I cambiamenti climatici sui fondali oceanici
La ricerca, guidata dal Queensland Isaac Brito-Morales, esamina il modo in cui i fondali oceanici rispondono ai cambiamenti climatici. Prendendo in considerazione gli ultimi 50 anni e utilizzando come metrica la velocità climatica,- che consiste nel tempo impiegato e la possibile direzione verso cui una specie può cambiare a causa del riscaldamento oceanico - i ricercatori hanno scoperto che la velocità climatica è attualmente due volte più veloce in superficie rispetto ai fondali oceanici. Ciò a causa del maggiore riscaldamento superficiale. Di conseguenza le specie che vivono più in profondità hanno meno probabilità di essere a rischio a causa dei cambiamenti climatici rispetto a quelle in superficie.
“Questo – afferma il ricercatore - ci ha permesso di confrontare la velocità climatica in quattro zone di profondità oceanica, valutando in quali zone le diverse specie potrebbero vedere modificata la loro distribuzione in risposta ai cambiamenti climatici". Tuttavia, entro la fine del secolo, i ricercatori prevedono che non vi sarà un riscaldamento solo della superficie, ma anche delle acque profonde. “Nelle acque tra una profondità di 200 e 1000 metri, la nostra ricerca ha mostrato che le velocità climatiche potrebbero aumentare di 11 volte rispetto all’attuale.”
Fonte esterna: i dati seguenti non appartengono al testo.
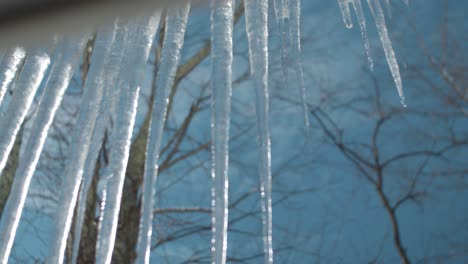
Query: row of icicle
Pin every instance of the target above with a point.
(129, 42)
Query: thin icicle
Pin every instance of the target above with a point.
(362, 24)
(346, 12)
(176, 23)
(10, 64)
(116, 175)
(29, 80)
(282, 13)
(80, 144)
(139, 43)
(66, 61)
(389, 11)
(256, 13)
(111, 76)
(377, 13)
(221, 82)
(295, 35)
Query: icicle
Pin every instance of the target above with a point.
(80, 144)
(377, 13)
(295, 35)
(256, 13)
(221, 72)
(362, 23)
(10, 64)
(282, 13)
(176, 23)
(30, 78)
(138, 47)
(389, 11)
(345, 11)
(59, 78)
(110, 82)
L’importanza di ridurre le emissioni di carbonio
Non solo la velocità del clima si muove a velocità diverse a diverse profondità nell'oceano, ma anche in diverse direzioni, il che pone enormi sfide legate alla progettazione delle aree protette. Secondo il professor Anthony Richardson, ricercatore senior della UQ, “ridurre in modo significativo le emissioni di carbonio è fondamentale per controllare il riscaldamento e per aiutare a controllare le velocità del clima negli strati superficiali dell'oceano entro il 2100." Tuttavia, a causa delle immense dimensioni e profondità dell'oceano, il riscaldamento già assorbito dalla superficie dell'oceano si mescolerà comunque alle acque più profonde.
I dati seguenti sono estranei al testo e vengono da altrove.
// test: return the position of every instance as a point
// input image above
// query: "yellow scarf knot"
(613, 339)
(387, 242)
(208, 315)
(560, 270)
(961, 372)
Cosa fare per tutelare le acque degli oceani
Secondo i ricercatori, rimane una sola opzione: agire con urgenza per alleviare le minacce generate dall’uomo alla vita in acque profonde, tra cui l’estrazione dai fondali marini e la pesca in acque profonde. “Il modo migliore per farlo - afferma Brito-Morales - è dichiarare nuove, grandi aree protette nell’oceano profondo in cui sia vietato recare danno alla vita oceanica, o che almeno essa sia gestita rigorosamente.”